Question 2: is it desirable to arrive to D8?

The quick answer to this is that we don´t know. To date, we do not have the maturity to understand what a fully autonomous system, which in turn is an intermediate between vigilance and execution, would mean. The gap to get there is still too big and we need to narrow this gap in order to understand better the ramifications. Of the ramifications, we are able to identify to date one can include resilience, of such a system and degraded modes, interconnectiblity, responsibility, certification, the holistic concept of operations of the airspace user and societal (is it, in fact, desirable and productive from a societal perspective to try to eliminate the human from the system?).

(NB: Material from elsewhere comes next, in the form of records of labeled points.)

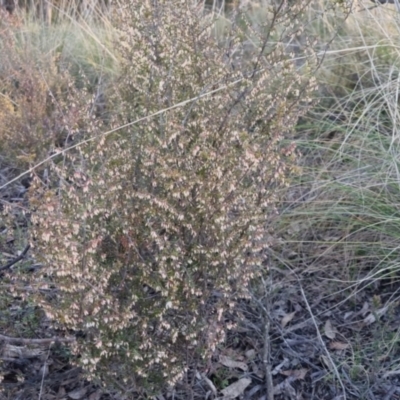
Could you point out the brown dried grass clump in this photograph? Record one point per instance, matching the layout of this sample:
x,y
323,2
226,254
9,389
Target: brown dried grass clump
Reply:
x,y
41,109
152,232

R&D in this area must continue and needs to be holistic and not just technology-driven. We can do a lot of things but should we apply them? By continuing R&D, the sector will mature further and whilst bridging the gap, we will also understand the opportunities and the threats that such changes would bring. If we ever reach D8, it should be an evolution and not a revolution.

Conclusion

Undoubtedly, work is in progress towards advanced automation in the lines of decision-making support and basic autonomous execution of tasks. Human-Centricity is primordial in the development of such tools and this human-centricity needs to be taken care of in 3-tiers: at design, at the system and at output levels. Achieving D8: full automation of task execution for all tasks making up ATC should be an R&D goal and not an operational one at this stage. The gap between the current paradigm and that one is too wide and we do not have the maturity to understand the ramifications of such a change. R&D needs to be holistic and not just technology-driven. A stepwise approach towards understanding will be necessary.

 

PS Ingenav is currently participating in a project with a Core European ANSP and ATC system manufacturer to introduce Decision Support Operational ATC tools using amongst other historical data and machine learning principles. In this project, a 3-tier Human-Centric approach is being applied.